Early-life body mass index and risks of breast, endometrial, and ovarian cancers: a dose-response meta-analysis of prospective studies

Abstract

Background: The evidence for the associations between early-life adiposity and female cancer risks is mixed. Little is known about the exact shape of the relationships and whether the associations are independent of adult adiposity.

Methods: We conducted dose-response meta-analyses of prospective studies to summarise the relationships of early-life body mass index (BMI) with breast, endometrial, and ovarian cancer risks. Pubmed and Embase were searched through June 2020 to identify relevant studies. Using random-effects models, the summary relative risks (RRs) and 95% confidence intervals (CIs) were estimated per 5-kg/m² increase in BMI at ages ≤ 25 years. A nonlinear dose-response meta-analysis was conducted using restricted cubic spline analysis.

Results: After screening 33,948 publications, 37 prospective studies were included in this analysis. The summary RRs associated with every 5-kg/m² increase in early-life BMI were 0.84 (95% CI = 0.81-0.87) for breast, 1.40 (95% CI = 1.25-1.57) for endometrial, and 1.15 (95% CI = 1.07-1.23) for ovarian cancers. For breast cancer, the association remained statistically significant after adjustment for adult BMI (RR = 0.80, 95% CI = 0.73-0.87). For premenopausal breast, endometrial, and ovarian cancers, the dose-response curves suggested evidence of nonlinearity.

Conclusions: With early-life adiposity, our data support an inverse association with breast cancer and positive associations with ovarian and endometrial cancer risks.

Fig. 1. Linear and nonlinear dose–response relationships for early-life BMI and breast cancer risk.

This figure shows the results from a linear dose–response relationship with total breast cancer; b nonlinear dose–response relationship with total breast cancer (p-nonlinearity = 0.19); c subgroup analysis by menopausal status (p-heterogeneity = 0.78); d nonlinear dose–response relationship with premenopausal breast cancer (p-nonlinearity = 0.004); e nonlinear dose–response relationship with postmenopausal breast cancer (p-nonlinearity = 0.16); f subgroup analysis by adjustment for adult BMI (p-heterogeneity = 0.36). The black squares and horizontal lines represent study-specific relative risks and their 95% confidence intervals. The area of each black square reflects the weight each study contributes to the meta-analysis. The middle and horizontal tips of diamonds represent summary RRs and their 95% confidence intervals, respectively. The P values were calculated from Cochran’s Q test; all statistical tests were two-sided.

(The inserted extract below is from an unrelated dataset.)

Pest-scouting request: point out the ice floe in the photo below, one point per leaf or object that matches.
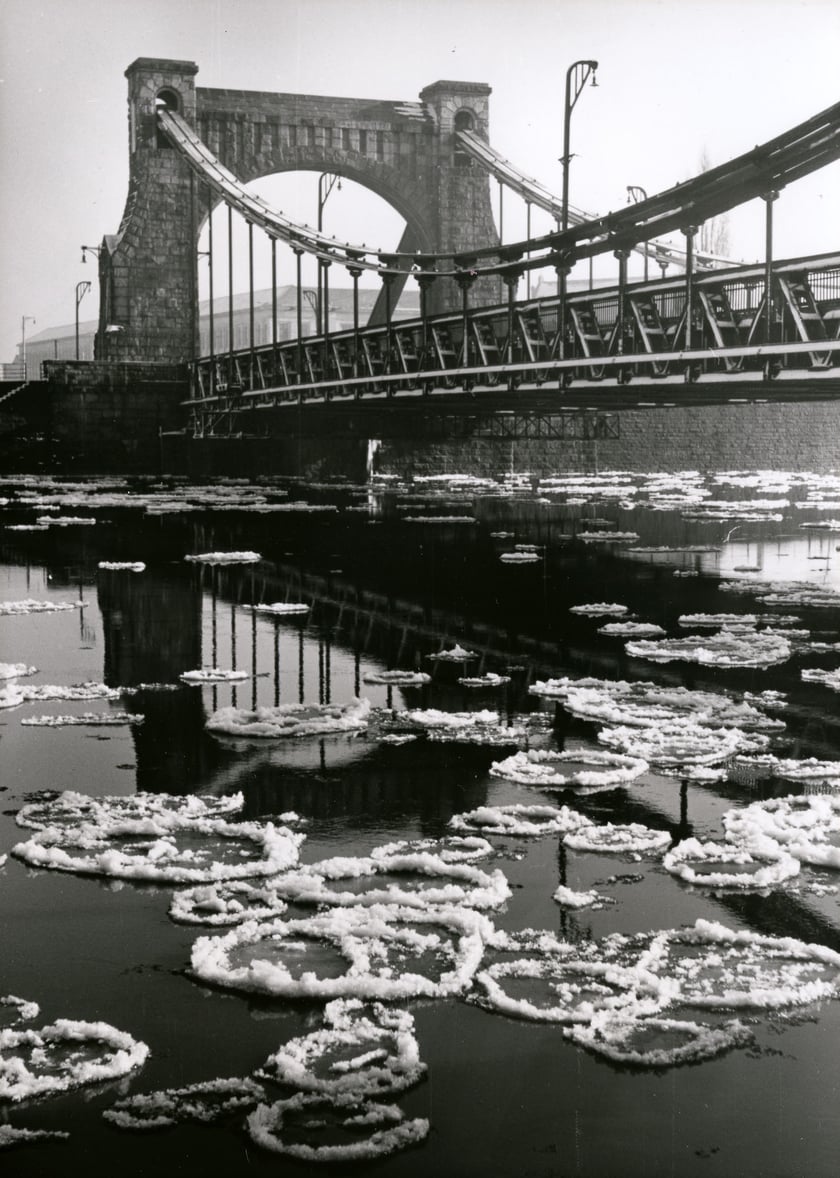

Fig. 2. Linear and nonlinear dose–response relationships for early-life BMI and endometrial cancer risk.

This figure shows the results from a linear dose–response relationship with endometrial cancer; b nonlinear dose–response relationship with endometrial cancer (p-nonlinearity = 0.004); c subgroup analysis by adjustment for adult BMI (p-heterogeneity = 0.19). The black squares and horizontal lines represent study-specific relative risks and their 95% confidence intervals. The area of each black square reflects the weight each study contributes to the meta-analysis. The middle and horizontal tips of diamonds represent summary RRs and their 95% confidence intervals, respectively. The P values were calculated from Cochran’s Q test; all statistical tests were two-sided.

Fig. 3. Linear and nonlinear dose–response relationships for early-life BMI and ovarian cancer risk.

This figure shows the results from a linear dose–response relationship with ovarian cancer; b nonlinear dose–response relationship with ovarian cancer (p-nonlinearity = 0.05). The black squares and horizontal lines represent study-specific relative risks and their 95% confidence intervals. The area of each black square reflects the weight each study contributes to the meta-analysis. The middle and horizontal tips of diamonds represent summary RRs and their 95% confidence intervals, respectively. The P values were calculated from Cochran’s Q test; all statistical tests were two-sided.